Bernarda: El caballo garañón, que está encerrado y da coces contra el muro. (A voces.) ¡Trabadlo y que salga al corral! ( En voz baja.) Debe tener calor.
Prudencia: ¿Vais a echarle las potras nuevas?
Bernarda: Al amanecer.
Prudencia: Has sabido acrecentar tu ganado.
Bernarda: A fuerza de dinero y sinsabores.
La Poncia: (Interviniendo.) ¡Pero tiene la mejor manada de estos contornos!
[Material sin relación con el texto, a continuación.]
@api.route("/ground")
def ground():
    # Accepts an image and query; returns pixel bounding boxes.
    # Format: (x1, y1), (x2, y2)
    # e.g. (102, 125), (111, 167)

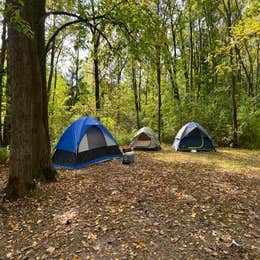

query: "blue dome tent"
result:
(172, 122), (215, 152)
(52, 117), (122, 169)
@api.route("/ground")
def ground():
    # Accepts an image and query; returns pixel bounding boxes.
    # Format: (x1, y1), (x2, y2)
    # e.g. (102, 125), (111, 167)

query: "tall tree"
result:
(0, 13), (7, 147)
(7, 0), (55, 198)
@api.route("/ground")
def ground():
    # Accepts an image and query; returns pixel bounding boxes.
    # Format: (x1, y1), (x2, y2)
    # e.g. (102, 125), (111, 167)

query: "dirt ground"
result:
(0, 149), (260, 259)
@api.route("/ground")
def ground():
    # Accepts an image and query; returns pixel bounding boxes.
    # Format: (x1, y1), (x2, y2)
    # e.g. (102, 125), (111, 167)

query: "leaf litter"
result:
(0, 152), (260, 259)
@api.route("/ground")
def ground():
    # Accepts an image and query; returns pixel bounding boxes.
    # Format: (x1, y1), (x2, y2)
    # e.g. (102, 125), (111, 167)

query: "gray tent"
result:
(172, 122), (215, 152)
(130, 127), (161, 150)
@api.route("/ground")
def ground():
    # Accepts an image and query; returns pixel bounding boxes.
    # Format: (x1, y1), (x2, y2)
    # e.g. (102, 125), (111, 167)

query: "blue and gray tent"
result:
(52, 117), (122, 169)
(172, 122), (215, 152)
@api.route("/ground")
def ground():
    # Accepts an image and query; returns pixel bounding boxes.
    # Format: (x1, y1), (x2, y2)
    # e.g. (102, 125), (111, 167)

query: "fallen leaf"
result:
(46, 246), (55, 254)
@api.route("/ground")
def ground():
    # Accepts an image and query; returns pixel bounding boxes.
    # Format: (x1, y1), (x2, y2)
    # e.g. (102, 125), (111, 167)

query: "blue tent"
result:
(172, 122), (215, 151)
(52, 117), (122, 169)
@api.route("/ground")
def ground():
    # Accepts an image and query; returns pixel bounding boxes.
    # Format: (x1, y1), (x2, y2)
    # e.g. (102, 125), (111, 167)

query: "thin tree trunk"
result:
(189, 14), (193, 91)
(156, 46), (162, 141)
(93, 31), (101, 113)
(132, 64), (140, 129)
(0, 20), (6, 147)
(47, 39), (56, 99)
(222, 0), (238, 147)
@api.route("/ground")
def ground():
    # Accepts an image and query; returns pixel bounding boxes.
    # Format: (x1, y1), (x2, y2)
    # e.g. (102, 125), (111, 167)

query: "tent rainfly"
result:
(172, 122), (215, 152)
(52, 117), (122, 169)
(130, 127), (161, 150)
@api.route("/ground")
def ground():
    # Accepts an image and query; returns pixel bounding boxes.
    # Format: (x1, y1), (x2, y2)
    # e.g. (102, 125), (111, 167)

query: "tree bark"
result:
(7, 0), (55, 199)
(0, 20), (6, 147)
(132, 64), (140, 129)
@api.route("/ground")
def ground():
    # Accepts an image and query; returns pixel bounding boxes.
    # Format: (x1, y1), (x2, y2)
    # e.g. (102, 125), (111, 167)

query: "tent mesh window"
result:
(138, 133), (151, 141)
(87, 126), (107, 150)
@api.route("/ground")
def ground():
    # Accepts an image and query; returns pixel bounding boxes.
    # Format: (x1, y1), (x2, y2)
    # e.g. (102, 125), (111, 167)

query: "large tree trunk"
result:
(7, 0), (55, 198)
(93, 30), (101, 113)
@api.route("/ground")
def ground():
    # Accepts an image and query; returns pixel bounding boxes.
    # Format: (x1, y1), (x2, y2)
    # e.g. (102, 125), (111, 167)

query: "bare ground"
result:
(0, 150), (260, 259)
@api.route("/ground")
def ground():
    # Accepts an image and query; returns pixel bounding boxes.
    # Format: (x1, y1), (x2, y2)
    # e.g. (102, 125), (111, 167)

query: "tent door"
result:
(87, 126), (107, 150)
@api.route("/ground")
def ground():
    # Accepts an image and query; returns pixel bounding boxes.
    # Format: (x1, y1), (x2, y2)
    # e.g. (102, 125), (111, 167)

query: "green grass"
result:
(156, 147), (260, 172)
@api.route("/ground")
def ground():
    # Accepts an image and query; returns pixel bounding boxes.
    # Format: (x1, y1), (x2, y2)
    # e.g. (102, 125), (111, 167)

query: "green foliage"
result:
(43, 0), (260, 148)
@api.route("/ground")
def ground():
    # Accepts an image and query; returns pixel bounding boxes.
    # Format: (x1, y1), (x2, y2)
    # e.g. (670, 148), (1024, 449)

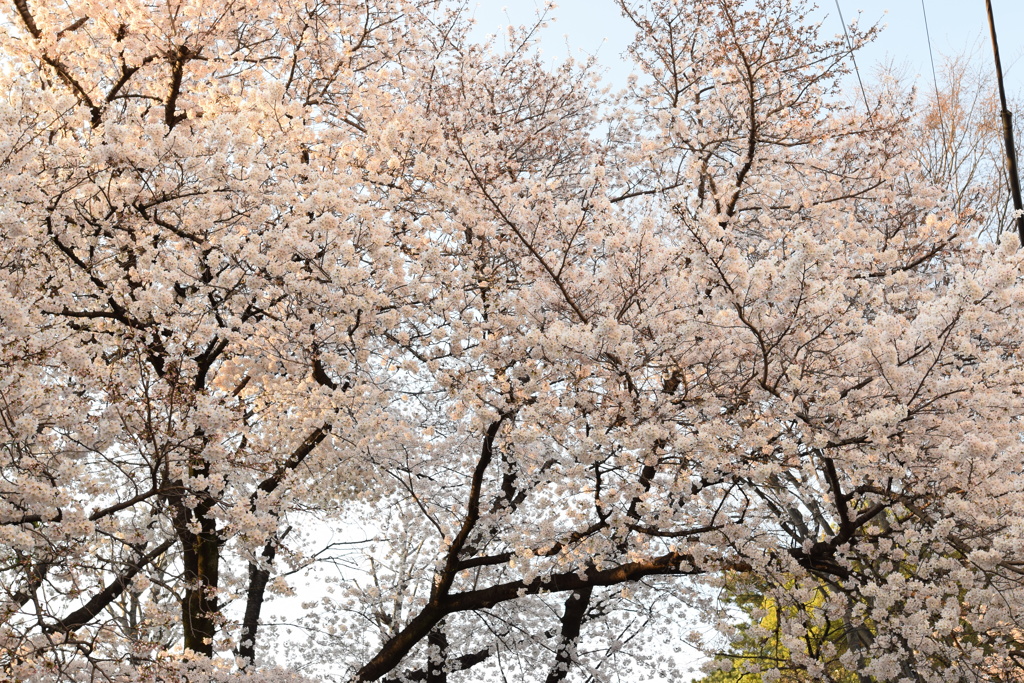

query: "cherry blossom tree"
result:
(0, 0), (1024, 683)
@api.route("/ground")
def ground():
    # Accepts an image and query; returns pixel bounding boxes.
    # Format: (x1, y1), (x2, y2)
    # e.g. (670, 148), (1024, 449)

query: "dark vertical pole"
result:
(985, 0), (1024, 245)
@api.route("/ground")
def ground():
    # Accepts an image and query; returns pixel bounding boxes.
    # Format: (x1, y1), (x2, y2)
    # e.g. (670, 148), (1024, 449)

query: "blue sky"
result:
(475, 0), (1024, 96)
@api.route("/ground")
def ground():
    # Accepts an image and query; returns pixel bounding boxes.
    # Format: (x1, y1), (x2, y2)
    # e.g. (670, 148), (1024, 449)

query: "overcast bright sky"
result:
(475, 0), (1024, 97)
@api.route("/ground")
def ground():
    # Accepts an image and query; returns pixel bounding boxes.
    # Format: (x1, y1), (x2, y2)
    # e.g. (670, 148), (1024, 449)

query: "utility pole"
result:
(985, 0), (1024, 246)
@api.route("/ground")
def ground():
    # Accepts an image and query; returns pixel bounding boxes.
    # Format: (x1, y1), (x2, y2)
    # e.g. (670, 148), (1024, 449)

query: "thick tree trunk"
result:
(181, 518), (220, 656)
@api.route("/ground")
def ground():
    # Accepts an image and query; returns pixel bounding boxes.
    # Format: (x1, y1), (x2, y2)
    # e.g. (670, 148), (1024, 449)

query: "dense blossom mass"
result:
(0, 0), (1024, 683)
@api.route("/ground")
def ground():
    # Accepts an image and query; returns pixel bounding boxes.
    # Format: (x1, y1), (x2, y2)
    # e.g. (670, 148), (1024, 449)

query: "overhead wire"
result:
(921, 0), (946, 152)
(836, 0), (871, 118)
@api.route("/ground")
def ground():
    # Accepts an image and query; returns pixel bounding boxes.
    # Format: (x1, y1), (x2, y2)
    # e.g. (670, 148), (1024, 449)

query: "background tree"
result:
(0, 0), (1024, 683)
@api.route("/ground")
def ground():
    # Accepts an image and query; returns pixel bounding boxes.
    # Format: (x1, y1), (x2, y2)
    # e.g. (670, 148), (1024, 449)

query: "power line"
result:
(921, 0), (946, 139)
(985, 0), (1024, 247)
(836, 0), (871, 118)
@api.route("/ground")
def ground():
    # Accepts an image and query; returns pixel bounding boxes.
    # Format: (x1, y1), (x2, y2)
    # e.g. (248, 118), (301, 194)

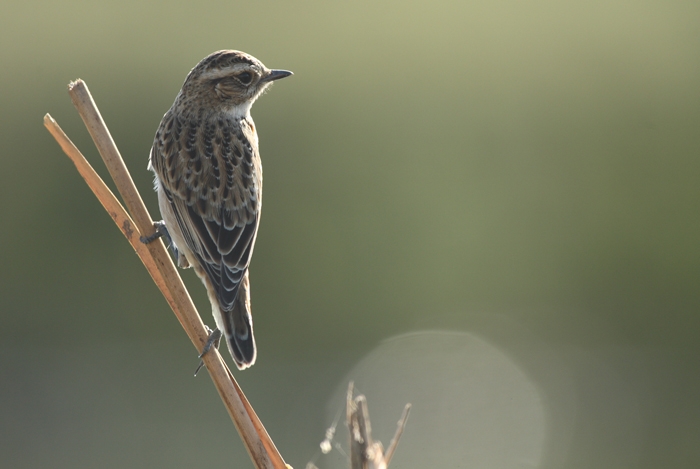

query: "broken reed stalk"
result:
(345, 381), (411, 469)
(44, 80), (289, 469)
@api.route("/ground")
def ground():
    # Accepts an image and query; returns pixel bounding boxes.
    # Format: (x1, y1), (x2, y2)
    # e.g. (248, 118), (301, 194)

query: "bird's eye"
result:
(236, 72), (253, 85)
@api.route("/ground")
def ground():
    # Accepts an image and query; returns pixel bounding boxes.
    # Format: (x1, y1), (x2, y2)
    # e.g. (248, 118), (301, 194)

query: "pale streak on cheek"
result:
(226, 100), (253, 120)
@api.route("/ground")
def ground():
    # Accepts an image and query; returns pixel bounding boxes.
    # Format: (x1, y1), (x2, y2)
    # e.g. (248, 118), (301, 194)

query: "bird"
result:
(144, 50), (293, 370)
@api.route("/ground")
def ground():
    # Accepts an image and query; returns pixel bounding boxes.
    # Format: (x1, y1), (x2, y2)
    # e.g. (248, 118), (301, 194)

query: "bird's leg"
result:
(194, 325), (221, 376)
(140, 220), (173, 245)
(140, 220), (190, 269)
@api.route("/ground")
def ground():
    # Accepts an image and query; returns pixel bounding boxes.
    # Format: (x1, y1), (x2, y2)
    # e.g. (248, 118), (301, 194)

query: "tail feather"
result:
(223, 272), (256, 370)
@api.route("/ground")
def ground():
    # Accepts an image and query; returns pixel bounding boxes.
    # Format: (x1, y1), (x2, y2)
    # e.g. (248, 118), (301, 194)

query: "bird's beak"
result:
(260, 70), (294, 81)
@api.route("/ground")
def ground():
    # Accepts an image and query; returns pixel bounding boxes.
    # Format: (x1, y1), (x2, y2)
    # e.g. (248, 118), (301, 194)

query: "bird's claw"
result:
(194, 325), (221, 376)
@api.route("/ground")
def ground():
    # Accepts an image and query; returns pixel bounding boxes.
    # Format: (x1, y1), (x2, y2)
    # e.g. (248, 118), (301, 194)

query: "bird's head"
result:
(180, 50), (292, 117)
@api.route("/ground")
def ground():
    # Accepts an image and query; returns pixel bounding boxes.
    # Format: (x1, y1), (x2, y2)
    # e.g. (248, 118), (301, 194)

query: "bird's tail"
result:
(223, 271), (256, 370)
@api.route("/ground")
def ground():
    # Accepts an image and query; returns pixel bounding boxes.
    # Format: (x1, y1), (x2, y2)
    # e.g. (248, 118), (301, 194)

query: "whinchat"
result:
(148, 50), (292, 370)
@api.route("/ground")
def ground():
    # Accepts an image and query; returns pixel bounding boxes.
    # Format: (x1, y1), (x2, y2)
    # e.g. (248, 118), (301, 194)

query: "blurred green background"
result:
(0, 0), (700, 469)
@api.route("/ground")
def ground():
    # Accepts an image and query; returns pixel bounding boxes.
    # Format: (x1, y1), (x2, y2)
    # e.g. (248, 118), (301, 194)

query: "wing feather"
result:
(151, 110), (262, 311)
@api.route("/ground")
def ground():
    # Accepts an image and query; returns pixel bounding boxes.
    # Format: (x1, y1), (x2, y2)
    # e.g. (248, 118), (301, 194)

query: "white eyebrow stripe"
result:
(201, 63), (258, 80)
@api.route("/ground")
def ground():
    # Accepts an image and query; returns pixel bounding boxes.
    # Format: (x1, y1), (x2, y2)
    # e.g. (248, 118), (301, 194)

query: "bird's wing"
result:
(151, 110), (262, 311)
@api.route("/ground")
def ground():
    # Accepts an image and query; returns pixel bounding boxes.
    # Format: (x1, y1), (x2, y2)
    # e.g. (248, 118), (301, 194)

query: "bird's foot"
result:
(140, 220), (173, 244)
(194, 325), (221, 376)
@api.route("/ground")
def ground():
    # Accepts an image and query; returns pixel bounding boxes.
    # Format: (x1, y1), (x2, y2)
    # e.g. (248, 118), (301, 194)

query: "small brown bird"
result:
(148, 50), (292, 370)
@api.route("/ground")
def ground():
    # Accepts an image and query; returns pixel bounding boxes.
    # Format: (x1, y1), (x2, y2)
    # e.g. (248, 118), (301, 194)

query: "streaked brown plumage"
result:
(149, 50), (291, 369)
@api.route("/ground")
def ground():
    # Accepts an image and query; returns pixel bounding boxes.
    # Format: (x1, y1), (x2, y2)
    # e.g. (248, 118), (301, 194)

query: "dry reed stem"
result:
(44, 80), (288, 469)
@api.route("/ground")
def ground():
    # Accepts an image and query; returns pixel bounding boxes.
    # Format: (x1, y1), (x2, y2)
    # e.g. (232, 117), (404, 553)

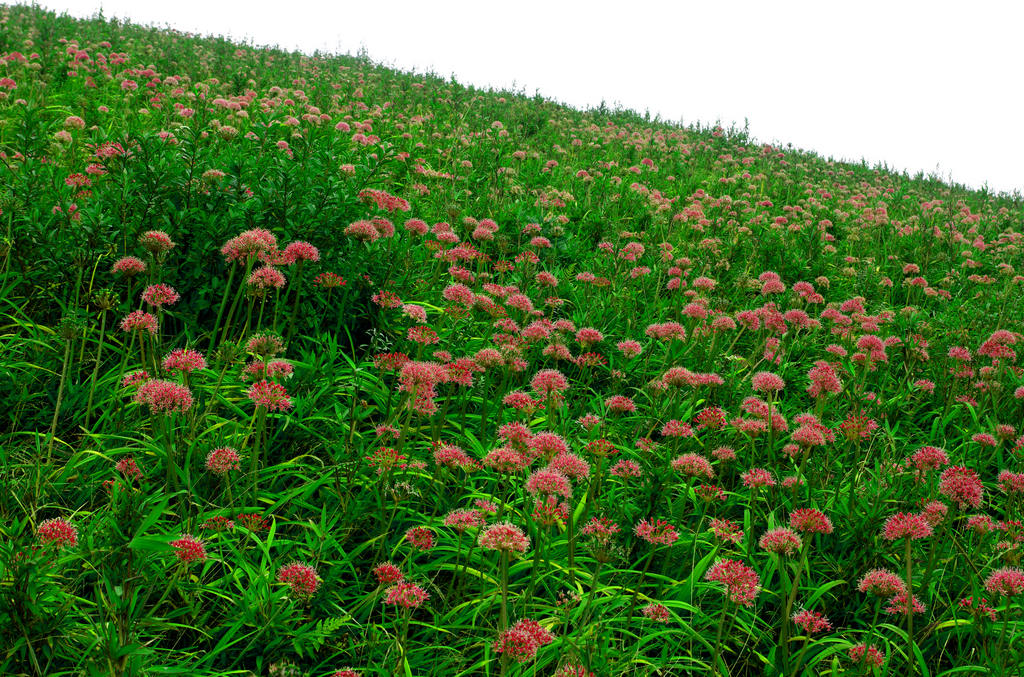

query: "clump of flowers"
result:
(634, 519), (679, 545)
(479, 522), (529, 553)
(246, 381), (292, 412)
(278, 561), (319, 599)
(705, 559), (761, 606)
(36, 517), (78, 549)
(171, 534), (206, 564)
(493, 619), (555, 663)
(134, 379), (193, 414)
(384, 581), (430, 608)
(206, 447), (241, 475)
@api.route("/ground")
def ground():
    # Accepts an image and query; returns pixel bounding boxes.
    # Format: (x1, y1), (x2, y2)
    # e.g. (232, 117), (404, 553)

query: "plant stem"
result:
(46, 340), (71, 465)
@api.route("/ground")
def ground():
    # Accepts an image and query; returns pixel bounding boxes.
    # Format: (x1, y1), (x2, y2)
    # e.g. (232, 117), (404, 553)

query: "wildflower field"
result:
(0, 6), (1024, 677)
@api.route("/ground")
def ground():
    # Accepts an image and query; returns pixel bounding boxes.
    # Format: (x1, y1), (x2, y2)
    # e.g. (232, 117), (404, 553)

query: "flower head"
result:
(36, 517), (78, 549)
(793, 609), (831, 635)
(171, 534), (206, 564)
(142, 285), (181, 308)
(985, 566), (1024, 597)
(758, 526), (803, 555)
(278, 561), (319, 599)
(246, 381), (292, 412)
(479, 522), (529, 553)
(939, 466), (984, 510)
(134, 379), (193, 414)
(121, 310), (157, 336)
(384, 581), (430, 608)
(857, 568), (906, 597)
(705, 559), (761, 606)
(206, 447), (241, 475)
(882, 512), (932, 541)
(790, 508), (833, 534)
(633, 519), (679, 545)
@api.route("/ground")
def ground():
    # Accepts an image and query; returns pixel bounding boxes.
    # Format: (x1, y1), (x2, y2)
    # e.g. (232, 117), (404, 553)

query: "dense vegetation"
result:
(0, 6), (1024, 677)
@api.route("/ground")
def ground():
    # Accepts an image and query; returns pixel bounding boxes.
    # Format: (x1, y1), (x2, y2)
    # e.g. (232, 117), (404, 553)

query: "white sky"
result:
(29, 0), (1024, 193)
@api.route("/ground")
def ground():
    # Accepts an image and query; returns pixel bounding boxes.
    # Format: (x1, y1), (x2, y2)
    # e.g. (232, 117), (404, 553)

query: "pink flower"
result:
(374, 562), (406, 585)
(753, 372), (785, 392)
(171, 534), (206, 564)
(138, 230), (175, 255)
(633, 519), (679, 545)
(882, 512), (932, 541)
(285, 241), (319, 263)
(758, 526), (803, 555)
(492, 619), (555, 663)
(142, 285), (181, 312)
(111, 256), (145, 278)
(406, 526), (434, 552)
(604, 395), (637, 414)
(247, 265), (288, 292)
(907, 447), (949, 473)
(246, 381), (292, 412)
(985, 566), (1024, 597)
(384, 581), (430, 608)
(278, 561), (319, 599)
(640, 603), (669, 623)
(710, 517), (743, 545)
(939, 466), (984, 510)
(162, 348), (206, 374)
(857, 568), (906, 597)
(529, 369), (569, 397)
(705, 559), (761, 606)
(615, 341), (643, 357)
(133, 380), (193, 414)
(672, 454), (715, 479)
(793, 609), (831, 635)
(479, 522), (529, 553)
(525, 468), (572, 499)
(36, 517), (78, 549)
(790, 508), (833, 534)
(740, 468), (775, 489)
(444, 509), (486, 534)
(849, 644), (886, 668)
(114, 456), (142, 479)
(121, 310), (157, 336)
(206, 447), (241, 475)
(548, 452), (590, 479)
(883, 589), (926, 616)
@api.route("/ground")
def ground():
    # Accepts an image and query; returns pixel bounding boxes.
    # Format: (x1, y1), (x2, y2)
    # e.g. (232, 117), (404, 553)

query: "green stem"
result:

Es una lástima que esté bajo de precio.
Bernarda: ¿Quieres un poco de queso y miel?
Prudencia: Estoy desganada.
(Se oye otra vez el golpe.)
La Poncia: ¡Por Dios!
Prudencia: ¡Me ha retemblado dentro del pecho!
Bernarda: (Levantándose furiosa) ¿Hay que decir las cosas dos veces? ¡Echadlo que se revuelque en los montones de paja! (Pausa, y como hablando con los gañanes.) Pues encerrad las potras en la cuadra, pero dejadlo libre, no sea que nos eche abajo las paredes. (Se dirige a la mesa y se sienta otra vez.) ¡Ay, qué vida!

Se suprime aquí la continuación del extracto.